- GBP / JPY failed to capitalize on yesterday’s strong intraday positive move.
- The revival of safe haven demand benefited the JPY and put pressure on the cross.
- Any subsequent decline could still be seen as a buying opportunity and remain limited.
The GBP / JPY cross maintained its offered tone throughout the mid-European session and was last seen trading near the low end of its daily trading range, around the 139.65 region.
The cross continued their struggle to find acceptance / build on momentum beyond the key psychological 140.00 mark and witnessed an intraday turnaround on Wednesday.
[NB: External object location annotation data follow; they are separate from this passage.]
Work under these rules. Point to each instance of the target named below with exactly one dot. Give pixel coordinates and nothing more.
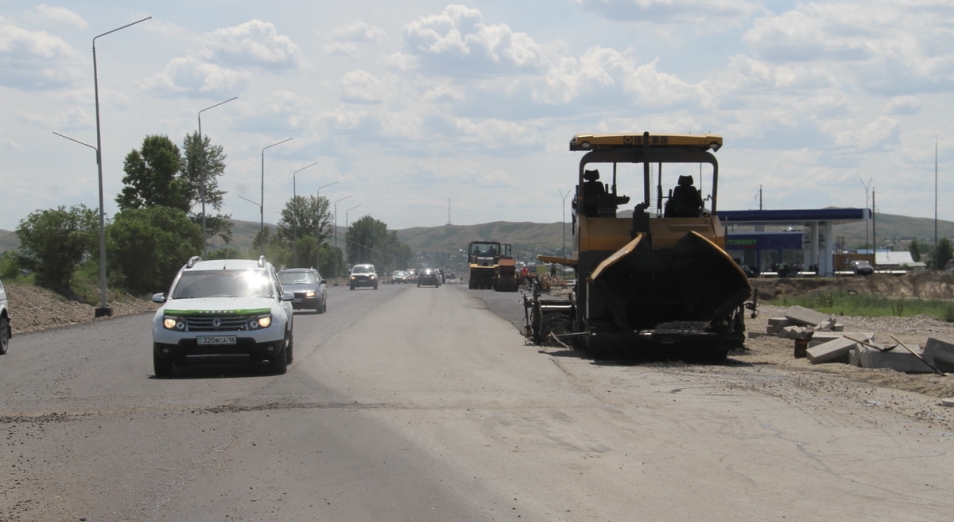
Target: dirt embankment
(922, 286)
(33, 308)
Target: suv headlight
(173, 323)
(262, 321)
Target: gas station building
(803, 236)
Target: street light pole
(866, 185)
(205, 242)
(564, 219)
(295, 211)
(262, 205)
(336, 218)
(318, 225)
(347, 225)
(103, 309)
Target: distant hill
(529, 239)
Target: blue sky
(407, 105)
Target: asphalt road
(424, 404)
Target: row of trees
(158, 226)
(936, 258)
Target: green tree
(305, 223)
(943, 253)
(152, 177)
(148, 246)
(369, 241)
(204, 161)
(53, 242)
(915, 250)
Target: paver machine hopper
(659, 279)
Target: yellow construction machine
(659, 279)
(491, 266)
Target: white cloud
(361, 87)
(886, 47)
(672, 11)
(357, 32)
(74, 118)
(254, 43)
(35, 59)
(445, 93)
(456, 42)
(60, 15)
(347, 49)
(879, 134)
(279, 113)
(903, 105)
(186, 75)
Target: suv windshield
(223, 283)
(297, 278)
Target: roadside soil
(33, 308)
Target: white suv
(363, 275)
(223, 307)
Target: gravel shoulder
(33, 308)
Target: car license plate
(217, 339)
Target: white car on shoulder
(223, 307)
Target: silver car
(308, 286)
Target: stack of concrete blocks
(799, 322)
(942, 353)
(898, 359)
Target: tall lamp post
(866, 185)
(564, 219)
(262, 205)
(205, 238)
(295, 217)
(318, 222)
(336, 217)
(336, 233)
(346, 220)
(103, 309)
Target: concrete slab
(805, 316)
(836, 350)
(775, 324)
(824, 337)
(898, 359)
(792, 332)
(943, 353)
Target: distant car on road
(223, 307)
(5, 332)
(862, 267)
(363, 275)
(308, 286)
(429, 276)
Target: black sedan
(308, 287)
(429, 277)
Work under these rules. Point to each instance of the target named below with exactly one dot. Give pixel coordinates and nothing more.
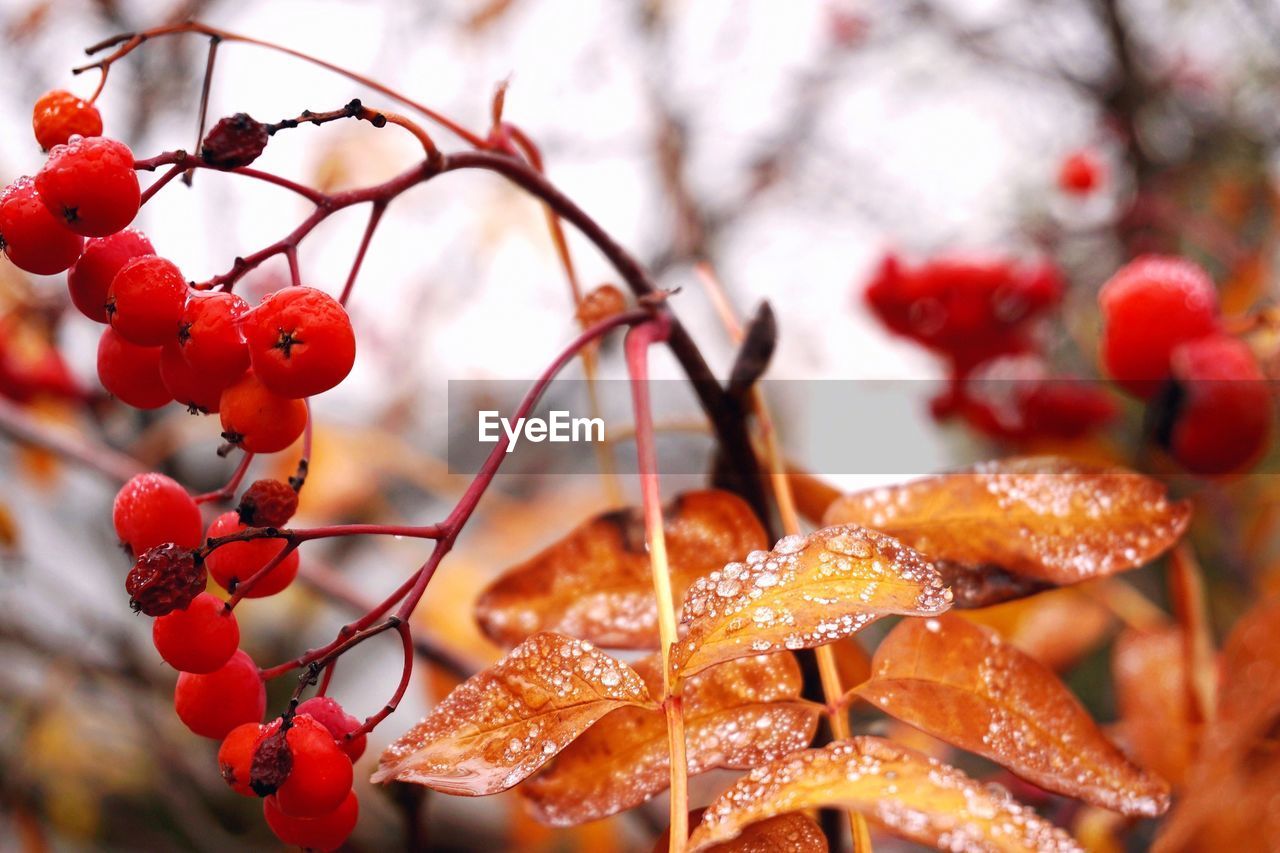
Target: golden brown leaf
(909, 794)
(807, 592)
(1041, 518)
(1153, 699)
(737, 715)
(1057, 626)
(792, 833)
(961, 683)
(1249, 684)
(595, 583)
(507, 721)
(1228, 802)
(1187, 592)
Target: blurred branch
(23, 429)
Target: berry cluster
(979, 315)
(169, 340)
(301, 762)
(1162, 341)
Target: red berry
(164, 579)
(190, 387)
(214, 703)
(268, 503)
(327, 833)
(131, 373)
(1219, 407)
(300, 341)
(59, 115)
(1080, 173)
(320, 776)
(146, 300)
(967, 310)
(151, 509)
(197, 639)
(90, 183)
(257, 419)
(1148, 308)
(236, 562)
(90, 277)
(236, 756)
(210, 336)
(333, 717)
(32, 237)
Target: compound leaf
(503, 724)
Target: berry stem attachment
(639, 340)
(126, 44)
(228, 491)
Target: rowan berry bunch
(1164, 341)
(169, 340)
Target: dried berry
(164, 579)
(268, 503)
(273, 762)
(600, 304)
(236, 141)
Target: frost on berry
(164, 579)
(807, 592)
(236, 141)
(273, 762)
(268, 503)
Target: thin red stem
(159, 183)
(128, 42)
(375, 215)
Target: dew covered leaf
(503, 724)
(903, 790)
(1153, 701)
(1229, 802)
(1041, 518)
(963, 684)
(807, 592)
(791, 833)
(595, 583)
(737, 715)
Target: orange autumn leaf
(501, 725)
(1153, 701)
(1229, 798)
(906, 793)
(737, 715)
(595, 583)
(807, 592)
(791, 833)
(963, 684)
(1249, 666)
(1041, 518)
(1056, 626)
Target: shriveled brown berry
(268, 503)
(273, 762)
(164, 579)
(600, 304)
(234, 141)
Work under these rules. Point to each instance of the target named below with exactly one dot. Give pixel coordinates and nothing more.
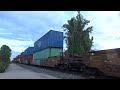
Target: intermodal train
(48, 52)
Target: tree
(77, 35)
(5, 53)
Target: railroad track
(70, 73)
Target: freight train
(48, 52)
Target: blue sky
(20, 29)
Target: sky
(20, 29)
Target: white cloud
(108, 24)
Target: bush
(3, 65)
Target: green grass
(3, 65)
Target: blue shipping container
(51, 39)
(29, 51)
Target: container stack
(51, 44)
(29, 55)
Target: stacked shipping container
(51, 44)
(28, 55)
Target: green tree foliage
(77, 35)
(5, 53)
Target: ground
(14, 71)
The pullback was exclusively sponsored by the revival of demand for the safe haven Japanese yen in a softer tone surrounding the stock markets.
Concerns about the US economic recovery resurfaced after the disappointing release of the Conference Board’s consumer confidence index on Tuesday. Market concerns partially offset optimism about a potential vaccine / treatment for coronavirus disease and weighed on global risk sentiment.
On the flip side, the British pound was seen consolidating solid gains overnight and did little to influence the GBP / JPY crossover. Sterling bulls did not appear to be affected by the lack of progress in Brexit negotiations and even ignored a weaker British CBI distribution trade survey, showing sales fell 6% in August.
The GBP / JPY cross has now eroded some of the positive move from the previous day, although any subsequent slippage could attract lower buying near the 139.00 horizontal support. Failure to defend the mentioned level could result in technical sell-off and make the cross vulnerable to return to region 138.25.